Since I plan to spend a fair amount of time on this blog talking about machine learning, I thought it would make sense to give a basic introduction to what in the world machine learning is. From the outside, people seem to think it’s some kind of magic. In this post, I will give a brief introduction to the principles in machine learning, highlighting the way machine learning researchers frame problems and how the algorithms they develop work to solve these problems.

The field is separated into two main categories: supervised learning and unsupervised learning.

Supervised learning is when we are given input vectors (X’s) and associated results (Y’s), which could be categories (classification problems) or numbers (regression problems). Given this information, we then seek to develop a model whereby, given a new vector (X), we can determine the associated result (Y).

Sorry if that was too far out there. Maybe we’re given a vector of a user’s preferences in music and we’re trying to classify him as a fan of “rock” or “rap.” Maybe we’re trying to look at some market variables and tell whether it’s going to go up or down.

In unsupervised problems, we are only given the input vectors (X). Our goal, then, is to “cluster” (or find logical groupings) of these vectors subject to some constraints. That’s not as important to what I do, so I’m going to leave it for another time.

**Supervised learning**

A vector is simply a list of numbers. For simplicity’s sake, we’ll start with a problem where the input vectors (X) are two-dimensional, since these vectors can easily be visualized on an x-y plane. However, it is important to remember that these algorithms can work on input vectors of any dimension.

Consider the following “toy problem.” We are given two-dimensional input vectors (X), and associated Y values which can be either “square” or “triangle.” Then, given a new two-dimensional point (X), depicted below as a green circle, we want to decide whether it corresponds to “square” or “triangle”:

This image demonstrates how perhaps the simplest of supervised learning algorithms, known as the k-nearest neighbor algorithm (or *KNN*) works. KNN simply looks at the new point, and finds the closest points in the training set (the nearest neighbors) in order to decide how to classify the new point. The inner circle demonstrates that, when we use the closest 3 points (k = 3) the algorithm will predict “triangle.” However, the outer circle shows that, when we select k = 5, it will predict “square.”

Naturally, since the Euclidean distance function used by KNN can work with vectors of any dimension, this principle can be applied to input vectors of any size (although they wouldn’t be quite as easy to visualize).

This is the fundamental problem of supervised learning: we are given examples (input vectors X and their associated outcomes Y), and we look for a way to train a model to make predictions about new points.

Although KNN does it in a fairly simple way, other algorithms tackle the problem from other directions.

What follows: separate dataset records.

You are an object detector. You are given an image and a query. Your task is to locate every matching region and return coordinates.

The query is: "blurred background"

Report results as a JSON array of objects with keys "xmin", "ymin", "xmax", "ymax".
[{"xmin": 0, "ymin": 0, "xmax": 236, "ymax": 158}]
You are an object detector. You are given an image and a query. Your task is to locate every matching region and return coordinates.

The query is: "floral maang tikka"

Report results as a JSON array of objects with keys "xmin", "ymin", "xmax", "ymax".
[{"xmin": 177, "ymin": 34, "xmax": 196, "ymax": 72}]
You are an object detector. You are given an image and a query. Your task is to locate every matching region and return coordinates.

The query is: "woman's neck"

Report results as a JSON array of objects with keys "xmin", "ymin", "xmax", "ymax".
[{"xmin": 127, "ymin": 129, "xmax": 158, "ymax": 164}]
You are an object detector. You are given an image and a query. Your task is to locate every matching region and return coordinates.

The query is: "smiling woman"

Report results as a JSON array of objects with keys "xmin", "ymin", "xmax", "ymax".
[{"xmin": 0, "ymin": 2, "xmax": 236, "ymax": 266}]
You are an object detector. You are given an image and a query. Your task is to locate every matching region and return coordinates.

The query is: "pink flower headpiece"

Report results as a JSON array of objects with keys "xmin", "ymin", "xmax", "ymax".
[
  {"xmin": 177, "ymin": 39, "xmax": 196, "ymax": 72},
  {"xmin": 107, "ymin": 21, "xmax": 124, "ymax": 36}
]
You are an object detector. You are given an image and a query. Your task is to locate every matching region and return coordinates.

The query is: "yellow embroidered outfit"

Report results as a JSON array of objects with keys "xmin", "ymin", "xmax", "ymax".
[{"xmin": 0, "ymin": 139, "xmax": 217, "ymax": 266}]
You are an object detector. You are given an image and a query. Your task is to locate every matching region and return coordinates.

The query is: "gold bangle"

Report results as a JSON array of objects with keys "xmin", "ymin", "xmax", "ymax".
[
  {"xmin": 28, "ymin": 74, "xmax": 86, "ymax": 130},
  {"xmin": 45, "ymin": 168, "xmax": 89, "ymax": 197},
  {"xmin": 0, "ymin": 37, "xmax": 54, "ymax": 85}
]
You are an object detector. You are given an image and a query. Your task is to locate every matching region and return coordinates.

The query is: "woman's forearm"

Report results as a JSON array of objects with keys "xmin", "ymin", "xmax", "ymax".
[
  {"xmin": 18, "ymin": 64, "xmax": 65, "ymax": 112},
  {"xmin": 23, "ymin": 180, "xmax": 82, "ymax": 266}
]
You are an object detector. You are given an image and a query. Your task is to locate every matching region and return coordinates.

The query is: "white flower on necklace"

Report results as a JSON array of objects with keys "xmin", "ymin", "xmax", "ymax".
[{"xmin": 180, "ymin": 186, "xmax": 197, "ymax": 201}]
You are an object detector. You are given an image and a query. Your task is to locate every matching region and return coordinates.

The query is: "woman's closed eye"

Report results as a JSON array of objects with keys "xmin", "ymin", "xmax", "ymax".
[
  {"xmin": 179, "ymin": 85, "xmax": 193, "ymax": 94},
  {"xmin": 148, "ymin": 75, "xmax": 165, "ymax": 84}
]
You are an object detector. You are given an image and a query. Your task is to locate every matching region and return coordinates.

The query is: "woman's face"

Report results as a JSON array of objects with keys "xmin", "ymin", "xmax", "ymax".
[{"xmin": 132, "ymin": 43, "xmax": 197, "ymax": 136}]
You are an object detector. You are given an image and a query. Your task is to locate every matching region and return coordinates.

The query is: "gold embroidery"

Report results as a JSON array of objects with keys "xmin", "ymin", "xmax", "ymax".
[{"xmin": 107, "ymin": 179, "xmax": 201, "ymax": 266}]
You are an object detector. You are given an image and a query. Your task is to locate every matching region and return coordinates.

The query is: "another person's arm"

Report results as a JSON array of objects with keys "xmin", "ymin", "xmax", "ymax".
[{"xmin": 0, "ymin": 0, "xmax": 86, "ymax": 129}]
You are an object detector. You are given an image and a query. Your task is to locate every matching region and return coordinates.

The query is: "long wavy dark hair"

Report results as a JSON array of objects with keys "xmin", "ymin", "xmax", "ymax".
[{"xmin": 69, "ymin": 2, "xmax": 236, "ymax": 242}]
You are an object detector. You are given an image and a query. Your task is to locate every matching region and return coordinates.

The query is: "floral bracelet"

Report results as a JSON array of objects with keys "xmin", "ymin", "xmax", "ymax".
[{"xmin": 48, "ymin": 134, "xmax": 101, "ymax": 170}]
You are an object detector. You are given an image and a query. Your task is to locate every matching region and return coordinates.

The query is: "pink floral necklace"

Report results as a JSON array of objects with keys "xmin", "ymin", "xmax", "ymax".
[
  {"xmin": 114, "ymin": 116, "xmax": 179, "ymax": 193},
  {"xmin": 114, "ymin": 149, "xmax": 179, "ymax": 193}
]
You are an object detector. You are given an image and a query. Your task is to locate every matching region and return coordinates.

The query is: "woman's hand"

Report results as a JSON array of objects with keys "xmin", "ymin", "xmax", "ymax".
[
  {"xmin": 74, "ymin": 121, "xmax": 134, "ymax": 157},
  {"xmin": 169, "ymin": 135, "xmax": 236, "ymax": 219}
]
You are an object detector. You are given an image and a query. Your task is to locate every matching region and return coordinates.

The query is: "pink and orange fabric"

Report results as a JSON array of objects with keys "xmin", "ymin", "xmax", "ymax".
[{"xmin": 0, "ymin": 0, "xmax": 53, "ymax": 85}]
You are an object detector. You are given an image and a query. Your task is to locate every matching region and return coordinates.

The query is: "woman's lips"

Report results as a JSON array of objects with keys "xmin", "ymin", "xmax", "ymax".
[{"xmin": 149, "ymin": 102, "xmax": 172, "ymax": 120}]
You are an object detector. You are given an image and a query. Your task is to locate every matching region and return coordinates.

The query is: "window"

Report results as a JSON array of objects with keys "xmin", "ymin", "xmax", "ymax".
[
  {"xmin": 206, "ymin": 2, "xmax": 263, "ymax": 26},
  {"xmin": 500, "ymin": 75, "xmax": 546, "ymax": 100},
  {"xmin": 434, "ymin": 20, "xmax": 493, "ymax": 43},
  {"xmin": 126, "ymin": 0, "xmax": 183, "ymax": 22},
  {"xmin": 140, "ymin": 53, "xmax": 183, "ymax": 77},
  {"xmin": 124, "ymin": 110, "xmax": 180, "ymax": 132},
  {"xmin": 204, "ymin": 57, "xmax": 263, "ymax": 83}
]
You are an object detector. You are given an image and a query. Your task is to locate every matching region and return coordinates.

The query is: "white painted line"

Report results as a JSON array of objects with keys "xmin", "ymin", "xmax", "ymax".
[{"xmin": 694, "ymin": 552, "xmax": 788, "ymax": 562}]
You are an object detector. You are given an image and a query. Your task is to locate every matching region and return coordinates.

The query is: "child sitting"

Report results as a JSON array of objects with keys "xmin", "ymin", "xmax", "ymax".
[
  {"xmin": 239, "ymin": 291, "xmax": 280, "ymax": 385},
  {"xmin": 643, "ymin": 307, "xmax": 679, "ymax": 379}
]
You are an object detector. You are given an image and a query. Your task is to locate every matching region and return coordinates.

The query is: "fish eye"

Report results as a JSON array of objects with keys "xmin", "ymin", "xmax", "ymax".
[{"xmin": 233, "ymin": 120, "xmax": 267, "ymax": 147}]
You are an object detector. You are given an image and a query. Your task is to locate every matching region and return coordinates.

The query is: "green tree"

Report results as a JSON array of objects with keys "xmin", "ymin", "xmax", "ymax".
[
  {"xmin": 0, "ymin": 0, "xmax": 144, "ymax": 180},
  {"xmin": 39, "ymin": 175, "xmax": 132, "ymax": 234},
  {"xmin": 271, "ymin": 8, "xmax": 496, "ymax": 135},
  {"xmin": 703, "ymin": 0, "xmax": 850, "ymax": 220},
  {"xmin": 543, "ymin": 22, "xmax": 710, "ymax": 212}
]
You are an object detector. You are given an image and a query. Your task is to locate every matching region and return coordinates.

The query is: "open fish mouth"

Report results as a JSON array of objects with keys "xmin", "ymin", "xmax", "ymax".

Another example is an algorithm called a linear support vector machine. This algorithm relies on the intuition of maximum margin to solve supervised learning problems. Consider the following 2-dimensional example, here training an algorithm to separate between black and white Y values:

The linear SVM draws a line between the two sets in such a way that it accomplishes two things:

- The line is as far as possible from the closest training points of each class (maximum margin); and
- As few as possible points are on the “wrong side” of the line.

The training points along the dotted line are called the “support vectors”—the line is drawn so as to maximize its distance from these support vectors.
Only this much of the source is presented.